All the coal that could be spared was put on board the Discovery from the relief ships, and Scott carried his researches further. If at that time he had had more coal, it is probable that this active explorer would have accomplished even greater things than he did. Wilkes’s “Ringgold’s Knoll” and “Eld’s Peak” were wiped off the map, and nothing was seen of “Cape Hudson,” though the Discovery passed well within sight of its supposed position.
On March 14 Scott anchored in Ross Harbour, Auckland Islands. With rich results, the expedition returned home in September, 1904.
Meanwhile the German expedition under Professor Erich von Drygalski had been doing excellent work in another quarter.

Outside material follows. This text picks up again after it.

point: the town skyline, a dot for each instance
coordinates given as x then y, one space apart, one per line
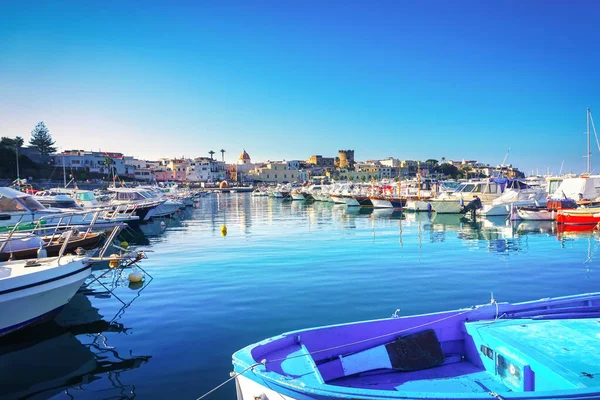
286 80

The plan of the expedition was to explore the Antarctic regions to the south of Kerguelen Land, after having first built a station on that island and landed a scientific staff, who were to work there, while the main expedition proceeded into the ice. Its ship, the Gauss, had been built at Kiel with the Fram as a model.

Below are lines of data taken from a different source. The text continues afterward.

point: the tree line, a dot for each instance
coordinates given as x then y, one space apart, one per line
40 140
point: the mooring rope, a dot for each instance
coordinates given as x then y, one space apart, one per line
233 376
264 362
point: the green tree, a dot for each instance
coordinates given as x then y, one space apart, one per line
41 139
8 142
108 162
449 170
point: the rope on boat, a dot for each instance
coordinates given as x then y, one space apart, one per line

The Gauss’s navigator was Captain Hans Ruser, a skilful seaman of the Hamburg-American line.
Drygalski had chosen his scientific staff with knowledge and care, and it is certain that he could not have obtained better assistants.

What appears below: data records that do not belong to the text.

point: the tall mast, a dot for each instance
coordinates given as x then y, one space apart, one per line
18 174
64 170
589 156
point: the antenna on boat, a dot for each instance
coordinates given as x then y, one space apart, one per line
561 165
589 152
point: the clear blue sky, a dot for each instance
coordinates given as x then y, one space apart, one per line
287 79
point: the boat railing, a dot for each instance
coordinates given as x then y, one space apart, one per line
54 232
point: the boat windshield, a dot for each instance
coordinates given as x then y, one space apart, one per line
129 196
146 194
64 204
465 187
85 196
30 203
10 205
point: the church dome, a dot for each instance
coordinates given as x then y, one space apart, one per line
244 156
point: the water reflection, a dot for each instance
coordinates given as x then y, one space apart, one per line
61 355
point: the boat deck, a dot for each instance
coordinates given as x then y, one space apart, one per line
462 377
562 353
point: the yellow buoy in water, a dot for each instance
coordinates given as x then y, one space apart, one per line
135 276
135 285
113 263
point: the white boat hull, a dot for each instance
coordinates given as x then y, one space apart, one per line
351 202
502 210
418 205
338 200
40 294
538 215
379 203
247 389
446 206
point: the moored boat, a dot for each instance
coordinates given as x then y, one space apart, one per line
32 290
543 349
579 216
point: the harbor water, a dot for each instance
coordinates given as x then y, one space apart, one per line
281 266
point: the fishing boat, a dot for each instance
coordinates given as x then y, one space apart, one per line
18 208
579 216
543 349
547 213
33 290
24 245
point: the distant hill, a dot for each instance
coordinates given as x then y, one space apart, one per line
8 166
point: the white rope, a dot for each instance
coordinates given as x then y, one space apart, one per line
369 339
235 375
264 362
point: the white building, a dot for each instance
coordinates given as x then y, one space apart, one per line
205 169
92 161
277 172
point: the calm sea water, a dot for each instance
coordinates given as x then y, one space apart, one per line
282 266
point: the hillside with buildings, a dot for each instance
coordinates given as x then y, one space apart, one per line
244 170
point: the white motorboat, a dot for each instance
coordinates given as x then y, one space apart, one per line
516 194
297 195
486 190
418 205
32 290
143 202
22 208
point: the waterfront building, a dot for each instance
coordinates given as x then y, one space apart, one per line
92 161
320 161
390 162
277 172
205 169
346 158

The expedition left Kiel on August 11, 1901, bound for Cape Town. An extraordinarily complete oceanographical, meteorological, and magnetic survey was made during this part of the voyage.
After visiting the Crozet Islands, the Gauss anchored in Royal Sound, Kerguelen Land, on December 31. The expedition stayed here a month, and then steered for the south to explore the regions between Kemp Land and Knox Land. They had already encountered a number of bergs in lat. 60deg. S.
On February 14 they made a sounding of 1,730 fathoms near the supposed position of Wilkes’s Termination Land. Progress was very slow hereabout on account of the thick floes.
Suddenly, on February 19, they had a sounding of 132 fathoms, and on the morning of February 21 land was sighted, entirely covered with ice and snow. A violent storm took the Gauss by surprise, collected a mass of icebergs around her, and filled up the intervening space with floes, so that there could be no question of making any way. They had to swallow the bitter pill, and prepare to spend the winter where they were.
Observatories were built of ice, and sledge journeys were undertaken as soon as the surface permitted. They reached land in three and a half days, and there discovered a bare mountain, about 1,000 feet high, fifty miles from the ship. The land was named Kaiser Wilhelm II. Land, and the mountain the Gaussberg.
They occupied the winter in observations of every possible kind. The weather was extremely stormy and severe, but their winter harbour, under the lee of great stranded bergs, proved to be a good one. They were never once exposed to unpleasant surprises.